The accuracy of e-codes assigned to ED records was moderate in this single institution analysis. Errors were predominantly related to the specificity of the code, but some e-codes were in the wrong category. There are implications for injury surveillance and research. E-code assignment must be standardized and applied uniformly to obtain accurate codes. Automation of e-coding could improve accuracy and consistency of codes. National and international epidemiologic studies of cause of injury among ED patients will be severely hampered until e-code assignment can be better standardized.

摘要

目的

确定分配给在急诊科接受治疗并出院的受伤患者病历的国际疾病分类第九版临床修订本(ICD - 9 - CM)外部损伤原因编码(电子编码,e编码)的准确性。

方法

对急诊科生成的病历进行常规编码与专家重新编码的比较,这些病历来自一个便利样本,样本中的患者在受伤后24小时内接受了损伤治疗并随后从急诊科出院。病历为手写,随后由三名病历编码员(MRC)进行编码。
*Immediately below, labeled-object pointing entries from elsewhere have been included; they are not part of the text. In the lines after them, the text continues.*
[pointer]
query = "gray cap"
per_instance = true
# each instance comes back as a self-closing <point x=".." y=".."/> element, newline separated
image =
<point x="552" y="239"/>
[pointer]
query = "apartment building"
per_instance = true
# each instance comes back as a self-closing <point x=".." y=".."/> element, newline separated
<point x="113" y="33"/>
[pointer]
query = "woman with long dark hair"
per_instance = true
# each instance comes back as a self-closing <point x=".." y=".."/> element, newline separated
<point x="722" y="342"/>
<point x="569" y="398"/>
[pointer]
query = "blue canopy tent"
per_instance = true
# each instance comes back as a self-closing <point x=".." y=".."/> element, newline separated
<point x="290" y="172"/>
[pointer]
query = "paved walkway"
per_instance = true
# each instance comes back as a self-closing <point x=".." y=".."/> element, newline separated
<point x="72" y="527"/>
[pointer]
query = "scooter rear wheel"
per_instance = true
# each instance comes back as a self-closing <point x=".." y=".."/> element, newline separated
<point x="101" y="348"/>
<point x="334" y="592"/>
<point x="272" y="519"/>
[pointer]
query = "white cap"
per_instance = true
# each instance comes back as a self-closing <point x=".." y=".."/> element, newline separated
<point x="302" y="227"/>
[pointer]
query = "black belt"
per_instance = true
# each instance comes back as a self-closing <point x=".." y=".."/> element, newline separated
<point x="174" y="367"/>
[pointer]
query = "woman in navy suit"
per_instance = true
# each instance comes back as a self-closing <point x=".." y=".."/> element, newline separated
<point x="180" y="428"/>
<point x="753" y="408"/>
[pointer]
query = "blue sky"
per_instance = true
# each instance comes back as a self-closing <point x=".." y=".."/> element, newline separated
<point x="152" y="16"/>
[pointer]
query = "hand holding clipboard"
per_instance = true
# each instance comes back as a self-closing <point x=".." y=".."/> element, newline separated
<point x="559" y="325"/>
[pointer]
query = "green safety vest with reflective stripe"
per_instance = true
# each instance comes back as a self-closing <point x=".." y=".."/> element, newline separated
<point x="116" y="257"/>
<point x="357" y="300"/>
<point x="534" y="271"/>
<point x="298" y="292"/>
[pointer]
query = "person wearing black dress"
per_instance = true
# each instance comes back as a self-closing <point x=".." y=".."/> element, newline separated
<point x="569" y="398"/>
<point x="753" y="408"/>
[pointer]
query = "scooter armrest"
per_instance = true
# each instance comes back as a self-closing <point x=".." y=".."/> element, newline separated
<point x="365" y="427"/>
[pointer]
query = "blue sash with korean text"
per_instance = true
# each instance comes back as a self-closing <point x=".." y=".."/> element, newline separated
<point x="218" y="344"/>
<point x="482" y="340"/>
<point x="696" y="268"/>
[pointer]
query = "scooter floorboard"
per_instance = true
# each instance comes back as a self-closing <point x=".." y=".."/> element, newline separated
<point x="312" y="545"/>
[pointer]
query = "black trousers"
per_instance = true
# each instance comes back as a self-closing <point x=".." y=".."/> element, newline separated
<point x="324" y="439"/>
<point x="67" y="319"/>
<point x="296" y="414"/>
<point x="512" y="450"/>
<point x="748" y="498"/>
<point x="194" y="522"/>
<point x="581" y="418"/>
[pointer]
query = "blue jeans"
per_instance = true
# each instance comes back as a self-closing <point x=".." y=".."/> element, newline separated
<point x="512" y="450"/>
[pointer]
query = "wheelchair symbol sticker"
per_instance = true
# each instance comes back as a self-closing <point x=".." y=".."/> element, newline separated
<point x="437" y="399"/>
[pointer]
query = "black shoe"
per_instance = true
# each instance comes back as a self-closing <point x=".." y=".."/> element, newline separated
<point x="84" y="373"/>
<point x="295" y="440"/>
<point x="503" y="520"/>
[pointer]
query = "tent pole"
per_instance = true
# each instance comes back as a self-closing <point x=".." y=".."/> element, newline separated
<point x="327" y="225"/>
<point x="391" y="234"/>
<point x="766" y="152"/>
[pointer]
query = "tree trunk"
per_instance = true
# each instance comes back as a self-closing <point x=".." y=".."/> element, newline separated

已进行电子编码的病历被发送给一名外部病历顾问(专家),该专家对先前分配的编码不知情。专家解读被用作标准参照。使用kappa统计量测量准确性,并描述错误情况。

结果

在126份可用的患者病历中,108份(85.7%)由MRC分配了电子编码。专家为67名患者分配了两个编码(双重编码),而MRC仅对一名患者进行了双重编码。额外的编码通常是“发生地点编码”。在60例(55.6%)中,专家编码与MRC编码完全匹配;kappa = 0.462。在48例不匹配情况(44.4%)中,20例(41.7%)被错误分类进行电子编码,20例(41.7%)被正确分类进行电子编码,但信息特异性错误,要么过于具体要么不够具体,8例(16.6%)存在组合编码错误。

结论

在这个单一机构分析中,分配给急诊科记录的电子编码准确性中等。错误主要与编码的特异性相关,但一些电子编码类别错误。这对损伤监测和研究有影响。电子编码分配必须标准化并统一应用以获得准确编码。电子编码自动化可以提高编码的准确性和一致性。在电子编码分配能够更好地标准化之前,急诊科患者损伤原因的国家和国际流行病学研究将受到严重阻碍。